Scraping ajax enabled webpages

Question

Scraping ajax enabled webpages

SorataAragaki opened this issue 8 years ago · comments

When I scrap some pages that have lots of ajax and js script using mechanize，some information lost compared with original pages. Mechanize doesn't have a js implement , but gem watir-webdriver is really really slow . Are there some great solutions?

UKSA · Answer 1 · Tue Jun 14 2016 17:27:14 GMT+0800 (China Standard Time)

You could try phantomjs with something like selenium-webdriver, at least this would provide you with a headless option. The alternative is to figure out what the underlying js request is and convert this to something mechanise can use.

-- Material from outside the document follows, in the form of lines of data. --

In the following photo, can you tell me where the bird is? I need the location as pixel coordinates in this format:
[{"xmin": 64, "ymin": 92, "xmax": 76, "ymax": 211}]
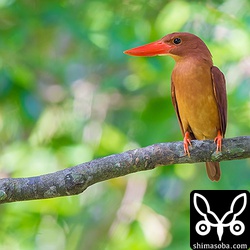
[{"xmin": 124, "ymin": 32, "xmax": 227, "ymax": 181}]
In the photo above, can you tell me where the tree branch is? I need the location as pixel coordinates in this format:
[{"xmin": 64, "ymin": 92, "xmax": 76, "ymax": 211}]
[{"xmin": 0, "ymin": 136, "xmax": 249, "ymax": 204}]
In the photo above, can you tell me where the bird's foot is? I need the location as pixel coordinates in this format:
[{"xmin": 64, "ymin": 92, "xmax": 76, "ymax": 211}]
[
  {"xmin": 183, "ymin": 131, "xmax": 192, "ymax": 157},
  {"xmin": 214, "ymin": 130, "xmax": 223, "ymax": 152}
]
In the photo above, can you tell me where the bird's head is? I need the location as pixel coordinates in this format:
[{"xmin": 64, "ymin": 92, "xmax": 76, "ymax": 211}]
[{"xmin": 124, "ymin": 32, "xmax": 212, "ymax": 63}]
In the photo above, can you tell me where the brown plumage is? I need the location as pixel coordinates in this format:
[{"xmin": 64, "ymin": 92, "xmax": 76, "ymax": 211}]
[{"xmin": 124, "ymin": 32, "xmax": 227, "ymax": 181}]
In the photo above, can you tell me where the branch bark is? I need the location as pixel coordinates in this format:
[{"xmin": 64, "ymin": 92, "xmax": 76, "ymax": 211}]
[{"xmin": 0, "ymin": 136, "xmax": 249, "ymax": 204}]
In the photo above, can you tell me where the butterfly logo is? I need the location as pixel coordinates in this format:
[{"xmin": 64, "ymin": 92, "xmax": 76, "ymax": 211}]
[{"xmin": 193, "ymin": 193, "xmax": 247, "ymax": 241}]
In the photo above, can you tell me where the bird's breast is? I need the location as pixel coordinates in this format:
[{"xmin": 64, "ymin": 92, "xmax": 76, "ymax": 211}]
[{"xmin": 172, "ymin": 61, "xmax": 220, "ymax": 139}]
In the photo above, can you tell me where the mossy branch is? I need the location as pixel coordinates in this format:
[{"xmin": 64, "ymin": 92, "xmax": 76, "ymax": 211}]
[{"xmin": 0, "ymin": 136, "xmax": 249, "ymax": 204}]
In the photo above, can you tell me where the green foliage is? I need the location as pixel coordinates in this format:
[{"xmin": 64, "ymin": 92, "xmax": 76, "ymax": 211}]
[{"xmin": 0, "ymin": 0, "xmax": 249, "ymax": 249}]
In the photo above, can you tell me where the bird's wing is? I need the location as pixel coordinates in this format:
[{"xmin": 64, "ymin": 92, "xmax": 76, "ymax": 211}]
[
  {"xmin": 211, "ymin": 66, "xmax": 227, "ymax": 137},
  {"xmin": 171, "ymin": 79, "xmax": 195, "ymax": 139}
]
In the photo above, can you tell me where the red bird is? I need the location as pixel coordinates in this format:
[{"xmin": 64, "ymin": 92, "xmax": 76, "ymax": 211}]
[{"xmin": 124, "ymin": 32, "xmax": 227, "ymax": 181}]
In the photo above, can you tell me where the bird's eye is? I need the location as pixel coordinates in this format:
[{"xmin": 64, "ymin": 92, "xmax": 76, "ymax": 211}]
[{"xmin": 173, "ymin": 38, "xmax": 182, "ymax": 45}]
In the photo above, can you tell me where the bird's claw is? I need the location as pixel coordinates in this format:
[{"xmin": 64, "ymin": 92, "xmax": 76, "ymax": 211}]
[
  {"xmin": 214, "ymin": 131, "xmax": 223, "ymax": 152},
  {"xmin": 184, "ymin": 132, "xmax": 192, "ymax": 157}
]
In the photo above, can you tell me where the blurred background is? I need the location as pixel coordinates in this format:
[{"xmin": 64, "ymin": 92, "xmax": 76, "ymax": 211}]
[{"xmin": 0, "ymin": 0, "xmax": 249, "ymax": 249}]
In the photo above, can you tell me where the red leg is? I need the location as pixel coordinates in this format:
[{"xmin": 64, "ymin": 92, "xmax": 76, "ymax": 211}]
[
  {"xmin": 214, "ymin": 130, "xmax": 223, "ymax": 152},
  {"xmin": 184, "ymin": 131, "xmax": 192, "ymax": 157}
]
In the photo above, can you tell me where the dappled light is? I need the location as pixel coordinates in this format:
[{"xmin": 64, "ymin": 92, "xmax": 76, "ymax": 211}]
[{"xmin": 0, "ymin": 0, "xmax": 249, "ymax": 249}]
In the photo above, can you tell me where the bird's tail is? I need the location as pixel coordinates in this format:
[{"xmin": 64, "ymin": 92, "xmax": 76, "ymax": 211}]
[{"xmin": 205, "ymin": 162, "xmax": 221, "ymax": 181}]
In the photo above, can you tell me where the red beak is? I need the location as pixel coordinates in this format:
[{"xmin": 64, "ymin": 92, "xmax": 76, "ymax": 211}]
[{"xmin": 124, "ymin": 39, "xmax": 172, "ymax": 57}]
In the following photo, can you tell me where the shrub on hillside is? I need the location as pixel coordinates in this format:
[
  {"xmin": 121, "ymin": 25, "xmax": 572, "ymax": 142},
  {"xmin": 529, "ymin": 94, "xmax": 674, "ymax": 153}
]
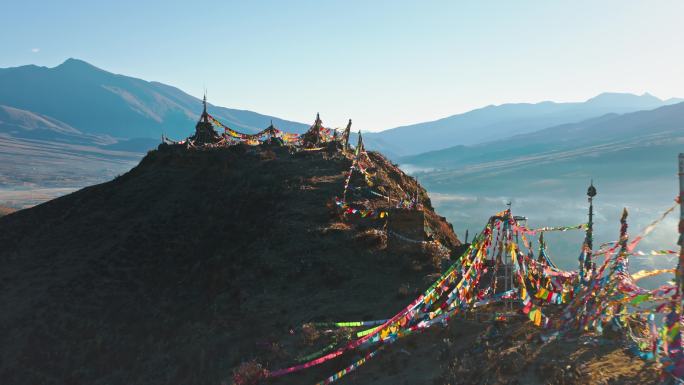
[{"xmin": 231, "ymin": 360, "xmax": 266, "ymax": 385}]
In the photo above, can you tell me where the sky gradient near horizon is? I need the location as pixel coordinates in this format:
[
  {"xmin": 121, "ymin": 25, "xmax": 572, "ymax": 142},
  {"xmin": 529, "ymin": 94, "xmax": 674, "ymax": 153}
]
[{"xmin": 2, "ymin": 0, "xmax": 683, "ymax": 131}]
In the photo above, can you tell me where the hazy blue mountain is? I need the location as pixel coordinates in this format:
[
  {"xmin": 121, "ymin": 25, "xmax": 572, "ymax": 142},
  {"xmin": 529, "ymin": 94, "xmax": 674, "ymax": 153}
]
[
  {"xmin": 362, "ymin": 92, "xmax": 681, "ymax": 157},
  {"xmin": 404, "ymin": 101, "xmax": 684, "ymax": 171},
  {"xmin": 0, "ymin": 58, "xmax": 315, "ymax": 197},
  {"xmin": 0, "ymin": 104, "xmax": 115, "ymax": 145},
  {"xmin": 0, "ymin": 58, "xmax": 309, "ymax": 142},
  {"xmin": 1, "ymin": 104, "xmax": 79, "ymax": 137},
  {"xmin": 402, "ymin": 101, "xmax": 684, "ymax": 190}
]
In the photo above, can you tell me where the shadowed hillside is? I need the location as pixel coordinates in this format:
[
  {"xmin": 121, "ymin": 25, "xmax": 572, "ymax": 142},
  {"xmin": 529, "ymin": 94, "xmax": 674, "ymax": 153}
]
[
  {"xmin": 0, "ymin": 143, "xmax": 459, "ymax": 385},
  {"xmin": 0, "ymin": 141, "xmax": 664, "ymax": 385}
]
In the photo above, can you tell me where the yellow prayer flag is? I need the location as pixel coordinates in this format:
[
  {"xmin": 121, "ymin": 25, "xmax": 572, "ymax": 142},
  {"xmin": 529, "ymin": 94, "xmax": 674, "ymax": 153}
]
[{"xmin": 534, "ymin": 311, "xmax": 542, "ymax": 326}]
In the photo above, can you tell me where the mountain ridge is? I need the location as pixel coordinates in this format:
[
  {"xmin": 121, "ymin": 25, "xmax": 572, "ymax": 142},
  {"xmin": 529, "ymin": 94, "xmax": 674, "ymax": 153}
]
[
  {"xmin": 401, "ymin": 101, "xmax": 684, "ymax": 171},
  {"xmin": 0, "ymin": 104, "xmax": 116, "ymax": 145},
  {"xmin": 362, "ymin": 92, "xmax": 681, "ymax": 157},
  {"xmin": 0, "ymin": 58, "xmax": 310, "ymax": 141}
]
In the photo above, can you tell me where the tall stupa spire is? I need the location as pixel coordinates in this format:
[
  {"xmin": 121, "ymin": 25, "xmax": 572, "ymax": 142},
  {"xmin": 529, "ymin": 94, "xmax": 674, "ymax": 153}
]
[
  {"xmin": 201, "ymin": 90, "xmax": 208, "ymax": 123},
  {"xmin": 302, "ymin": 113, "xmax": 324, "ymax": 147},
  {"xmin": 189, "ymin": 90, "xmax": 220, "ymax": 144}
]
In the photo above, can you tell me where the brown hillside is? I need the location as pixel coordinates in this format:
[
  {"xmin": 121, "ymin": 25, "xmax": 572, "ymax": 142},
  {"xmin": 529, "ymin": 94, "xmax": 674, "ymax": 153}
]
[
  {"xmin": 0, "ymin": 143, "xmax": 460, "ymax": 385},
  {"xmin": 0, "ymin": 205, "xmax": 16, "ymax": 216}
]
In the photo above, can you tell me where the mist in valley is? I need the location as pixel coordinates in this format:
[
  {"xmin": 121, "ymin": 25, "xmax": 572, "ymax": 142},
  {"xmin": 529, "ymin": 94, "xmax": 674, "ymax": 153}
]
[{"xmin": 418, "ymin": 173, "xmax": 680, "ymax": 290}]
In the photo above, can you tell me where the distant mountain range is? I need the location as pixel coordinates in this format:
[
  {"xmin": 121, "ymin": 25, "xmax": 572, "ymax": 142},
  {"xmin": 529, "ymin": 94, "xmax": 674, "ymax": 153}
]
[
  {"xmin": 403, "ymin": 101, "xmax": 684, "ymax": 194},
  {"xmin": 361, "ymin": 92, "xmax": 683, "ymax": 157},
  {"xmin": 0, "ymin": 58, "xmax": 309, "ymax": 149},
  {"xmin": 2, "ymin": 57, "xmax": 682, "ymax": 205},
  {"xmin": 2, "ymin": 58, "xmax": 681, "ymax": 157},
  {"xmin": 0, "ymin": 104, "xmax": 114, "ymax": 145},
  {"xmin": 0, "ymin": 59, "xmax": 313, "ymax": 192}
]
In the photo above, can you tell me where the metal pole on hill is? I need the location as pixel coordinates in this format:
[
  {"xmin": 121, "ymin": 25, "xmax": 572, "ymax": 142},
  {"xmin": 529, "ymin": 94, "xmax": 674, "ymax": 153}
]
[
  {"xmin": 678, "ymin": 154, "xmax": 684, "ymax": 309},
  {"xmin": 584, "ymin": 181, "xmax": 597, "ymax": 280},
  {"xmin": 386, "ymin": 191, "xmax": 391, "ymax": 243}
]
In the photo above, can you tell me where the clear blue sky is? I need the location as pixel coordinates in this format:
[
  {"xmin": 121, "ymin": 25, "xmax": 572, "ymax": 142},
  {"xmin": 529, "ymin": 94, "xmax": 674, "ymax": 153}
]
[{"xmin": 1, "ymin": 0, "xmax": 683, "ymax": 131}]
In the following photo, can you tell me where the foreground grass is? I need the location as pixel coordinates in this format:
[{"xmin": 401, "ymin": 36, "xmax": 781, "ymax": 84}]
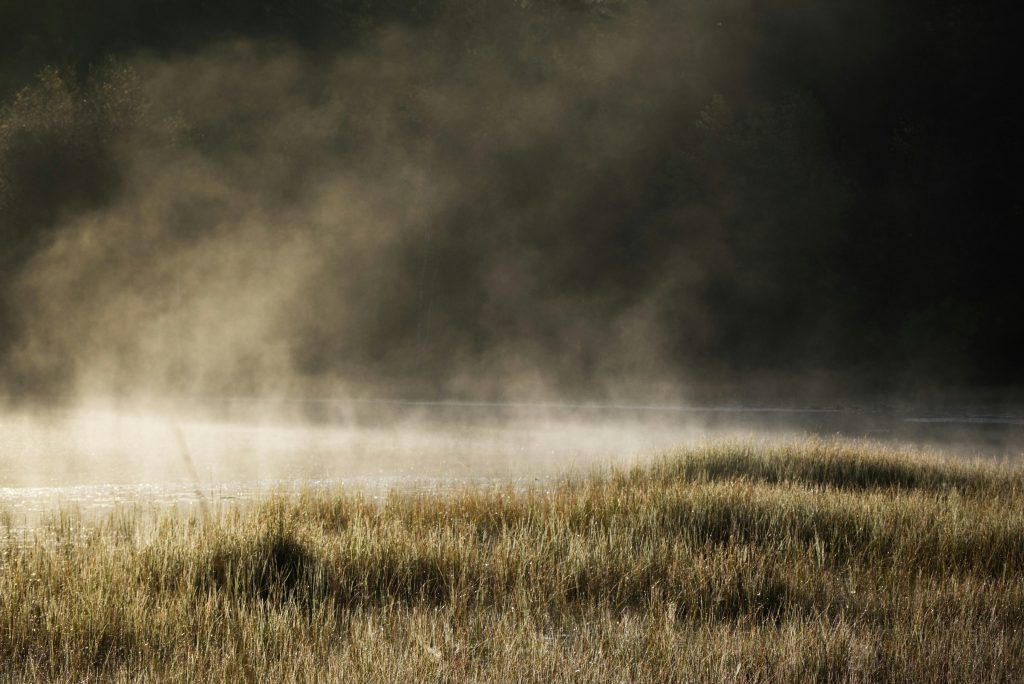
[{"xmin": 2, "ymin": 438, "xmax": 1023, "ymax": 682}]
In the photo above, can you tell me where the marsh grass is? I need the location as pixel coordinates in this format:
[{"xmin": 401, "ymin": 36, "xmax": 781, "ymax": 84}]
[{"xmin": 2, "ymin": 438, "xmax": 1023, "ymax": 681}]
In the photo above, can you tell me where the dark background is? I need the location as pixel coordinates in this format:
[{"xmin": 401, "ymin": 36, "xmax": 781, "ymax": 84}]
[{"xmin": 1, "ymin": 0, "xmax": 1022, "ymax": 406}]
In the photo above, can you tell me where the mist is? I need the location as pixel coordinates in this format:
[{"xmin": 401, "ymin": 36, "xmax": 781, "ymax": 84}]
[
  {"xmin": 0, "ymin": 0, "xmax": 1021, "ymax": 497},
  {"xmin": 1, "ymin": 12, "xmax": 699, "ymax": 404},
  {"xmin": 3, "ymin": 0, "xmax": 1020, "ymax": 411}
]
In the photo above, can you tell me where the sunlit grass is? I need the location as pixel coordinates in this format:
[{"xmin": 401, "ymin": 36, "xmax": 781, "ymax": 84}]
[{"xmin": 2, "ymin": 438, "xmax": 1023, "ymax": 682}]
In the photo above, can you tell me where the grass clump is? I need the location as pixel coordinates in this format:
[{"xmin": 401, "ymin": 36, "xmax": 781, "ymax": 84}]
[{"xmin": 1, "ymin": 437, "xmax": 1023, "ymax": 682}]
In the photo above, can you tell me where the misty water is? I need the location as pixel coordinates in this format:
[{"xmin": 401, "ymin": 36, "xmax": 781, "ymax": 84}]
[{"xmin": 2, "ymin": 401, "xmax": 1023, "ymax": 528}]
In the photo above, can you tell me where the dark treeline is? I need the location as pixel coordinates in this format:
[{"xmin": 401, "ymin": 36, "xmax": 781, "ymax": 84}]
[{"xmin": 1, "ymin": 0, "xmax": 1021, "ymax": 404}]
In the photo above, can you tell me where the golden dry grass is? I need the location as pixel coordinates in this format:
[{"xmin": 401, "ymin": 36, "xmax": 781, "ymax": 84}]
[{"xmin": 2, "ymin": 438, "xmax": 1023, "ymax": 682}]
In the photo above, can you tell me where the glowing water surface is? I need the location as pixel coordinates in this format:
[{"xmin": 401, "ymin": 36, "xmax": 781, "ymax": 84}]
[{"xmin": 2, "ymin": 402, "xmax": 1023, "ymax": 527}]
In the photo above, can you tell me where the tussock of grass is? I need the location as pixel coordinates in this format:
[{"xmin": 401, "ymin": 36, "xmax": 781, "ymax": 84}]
[
  {"xmin": 2, "ymin": 438, "xmax": 1023, "ymax": 682},
  {"xmin": 642, "ymin": 438, "xmax": 1022, "ymax": 493}
]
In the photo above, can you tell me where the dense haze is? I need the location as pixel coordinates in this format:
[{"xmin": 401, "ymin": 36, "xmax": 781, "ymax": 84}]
[{"xmin": 2, "ymin": 0, "xmax": 1022, "ymax": 407}]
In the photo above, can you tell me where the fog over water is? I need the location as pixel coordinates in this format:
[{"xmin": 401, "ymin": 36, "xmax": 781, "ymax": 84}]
[
  {"xmin": 4, "ymin": 1, "xmax": 1023, "ymax": 407},
  {"xmin": 2, "ymin": 401, "xmax": 1022, "ymax": 525},
  {"xmin": 2, "ymin": 1, "xmax": 1023, "ymax": 521}
]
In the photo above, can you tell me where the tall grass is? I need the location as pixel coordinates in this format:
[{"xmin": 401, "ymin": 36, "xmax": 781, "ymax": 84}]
[{"xmin": 2, "ymin": 438, "xmax": 1023, "ymax": 681}]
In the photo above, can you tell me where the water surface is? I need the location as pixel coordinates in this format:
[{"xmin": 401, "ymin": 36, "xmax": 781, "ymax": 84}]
[{"xmin": 2, "ymin": 401, "xmax": 1022, "ymax": 525}]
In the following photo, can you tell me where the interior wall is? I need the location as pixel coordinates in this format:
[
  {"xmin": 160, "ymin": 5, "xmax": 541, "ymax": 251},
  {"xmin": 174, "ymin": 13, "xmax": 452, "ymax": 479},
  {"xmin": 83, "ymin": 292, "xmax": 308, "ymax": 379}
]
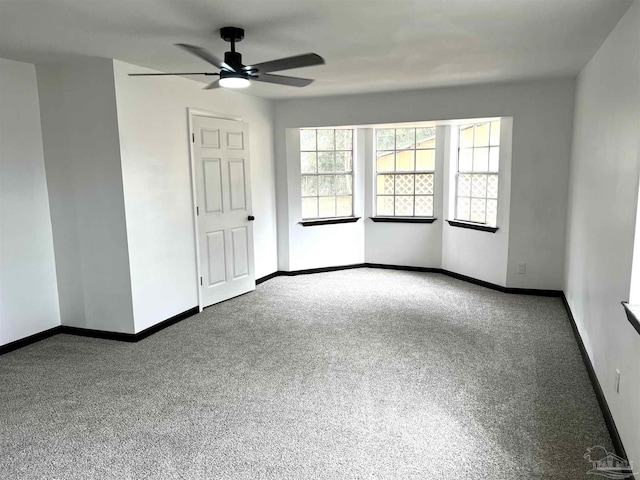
[
  {"xmin": 442, "ymin": 120, "xmax": 513, "ymax": 286},
  {"xmin": 364, "ymin": 127, "xmax": 445, "ymax": 268},
  {"xmin": 282, "ymin": 127, "xmax": 365, "ymax": 271},
  {"xmin": 37, "ymin": 58, "xmax": 135, "ymax": 333},
  {"xmin": 0, "ymin": 58, "xmax": 60, "ymax": 345},
  {"xmin": 564, "ymin": 0, "xmax": 640, "ymax": 466},
  {"xmin": 112, "ymin": 60, "xmax": 278, "ymax": 333},
  {"xmin": 274, "ymin": 78, "xmax": 574, "ymax": 288}
]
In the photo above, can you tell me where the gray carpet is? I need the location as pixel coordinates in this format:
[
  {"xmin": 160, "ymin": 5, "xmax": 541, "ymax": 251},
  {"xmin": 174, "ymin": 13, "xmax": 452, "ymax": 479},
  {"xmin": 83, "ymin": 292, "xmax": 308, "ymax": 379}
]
[{"xmin": 0, "ymin": 268, "xmax": 612, "ymax": 479}]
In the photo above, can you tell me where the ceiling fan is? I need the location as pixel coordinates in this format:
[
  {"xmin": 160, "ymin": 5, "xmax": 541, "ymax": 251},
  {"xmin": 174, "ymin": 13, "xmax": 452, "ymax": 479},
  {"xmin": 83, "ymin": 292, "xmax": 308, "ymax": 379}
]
[{"xmin": 129, "ymin": 26, "xmax": 325, "ymax": 89}]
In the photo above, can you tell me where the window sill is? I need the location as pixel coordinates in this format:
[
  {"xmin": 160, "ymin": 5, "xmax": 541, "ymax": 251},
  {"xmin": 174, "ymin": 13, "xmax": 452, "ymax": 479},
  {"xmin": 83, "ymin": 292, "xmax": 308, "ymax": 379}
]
[
  {"xmin": 370, "ymin": 216, "xmax": 437, "ymax": 224},
  {"xmin": 446, "ymin": 220, "xmax": 498, "ymax": 233},
  {"xmin": 621, "ymin": 302, "xmax": 640, "ymax": 335},
  {"xmin": 299, "ymin": 217, "xmax": 361, "ymax": 227}
]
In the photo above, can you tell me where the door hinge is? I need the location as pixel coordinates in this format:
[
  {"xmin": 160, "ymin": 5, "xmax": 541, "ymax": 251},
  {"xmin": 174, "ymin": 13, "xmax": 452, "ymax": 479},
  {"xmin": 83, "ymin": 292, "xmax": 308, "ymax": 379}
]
[
  {"xmin": 196, "ymin": 206, "xmax": 199, "ymax": 216},
  {"xmin": 192, "ymin": 133, "xmax": 195, "ymax": 143},
  {"xmin": 200, "ymin": 276, "xmax": 203, "ymax": 286}
]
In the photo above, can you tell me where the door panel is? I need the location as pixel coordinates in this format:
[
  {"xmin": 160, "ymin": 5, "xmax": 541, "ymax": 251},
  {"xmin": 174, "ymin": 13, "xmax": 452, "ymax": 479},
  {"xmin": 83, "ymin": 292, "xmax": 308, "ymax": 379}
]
[
  {"xmin": 203, "ymin": 158, "xmax": 223, "ymax": 213},
  {"xmin": 192, "ymin": 115, "xmax": 255, "ymax": 307},
  {"xmin": 228, "ymin": 159, "xmax": 247, "ymax": 210},
  {"xmin": 231, "ymin": 227, "xmax": 249, "ymax": 279},
  {"xmin": 226, "ymin": 131, "xmax": 244, "ymax": 149},
  {"xmin": 206, "ymin": 231, "xmax": 226, "ymax": 286}
]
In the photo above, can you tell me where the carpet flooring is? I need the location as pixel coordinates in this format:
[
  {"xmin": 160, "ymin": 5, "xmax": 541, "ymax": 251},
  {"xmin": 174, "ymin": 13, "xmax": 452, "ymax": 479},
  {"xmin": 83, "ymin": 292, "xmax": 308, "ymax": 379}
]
[{"xmin": 0, "ymin": 268, "xmax": 612, "ymax": 479}]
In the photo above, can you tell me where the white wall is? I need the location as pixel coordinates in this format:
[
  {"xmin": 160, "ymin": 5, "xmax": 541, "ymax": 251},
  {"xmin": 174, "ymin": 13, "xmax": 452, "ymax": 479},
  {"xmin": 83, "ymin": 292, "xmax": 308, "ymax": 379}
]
[
  {"xmin": 564, "ymin": 0, "xmax": 640, "ymax": 466},
  {"xmin": 442, "ymin": 120, "xmax": 513, "ymax": 286},
  {"xmin": 37, "ymin": 59, "xmax": 135, "ymax": 333},
  {"xmin": 112, "ymin": 60, "xmax": 278, "ymax": 333},
  {"xmin": 274, "ymin": 78, "xmax": 574, "ymax": 288},
  {"xmin": 0, "ymin": 59, "xmax": 60, "ymax": 345},
  {"xmin": 364, "ymin": 127, "xmax": 445, "ymax": 268},
  {"xmin": 282, "ymin": 127, "xmax": 365, "ymax": 271}
]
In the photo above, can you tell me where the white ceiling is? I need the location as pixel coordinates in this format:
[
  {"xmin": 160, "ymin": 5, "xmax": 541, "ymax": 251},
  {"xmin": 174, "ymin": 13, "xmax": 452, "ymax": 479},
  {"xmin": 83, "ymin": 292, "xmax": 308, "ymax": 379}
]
[{"xmin": 0, "ymin": 0, "xmax": 633, "ymax": 99}]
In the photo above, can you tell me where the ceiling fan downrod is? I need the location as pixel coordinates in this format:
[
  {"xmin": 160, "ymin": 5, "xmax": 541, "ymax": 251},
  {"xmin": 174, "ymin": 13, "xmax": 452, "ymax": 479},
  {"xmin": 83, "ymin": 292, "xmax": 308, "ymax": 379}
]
[{"xmin": 220, "ymin": 26, "xmax": 245, "ymax": 70}]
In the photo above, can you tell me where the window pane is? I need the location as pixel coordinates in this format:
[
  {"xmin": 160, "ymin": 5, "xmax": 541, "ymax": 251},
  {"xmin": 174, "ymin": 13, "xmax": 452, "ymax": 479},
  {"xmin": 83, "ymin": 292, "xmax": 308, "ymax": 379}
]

dwkns · Answer 2 · Thu Nov 02 2017 19:27:49 GMT+0800 (China Standard Time)

It's not too difficult to figure out what the XMLHttpRequests are. If you use a proxy server like Charles you can inspect the all the calls the page makes and then usually mimic them with Mechanize.

This doesn't however give you the excellent (easy to read) output that Mechanize produces and you can't interact with the resultant DOM. I'd love to see the DSL of Mechanize with the output it produces built on top of something like PhantomJS so you could execute JS but suspect that this would be a huge (and unlikely) change.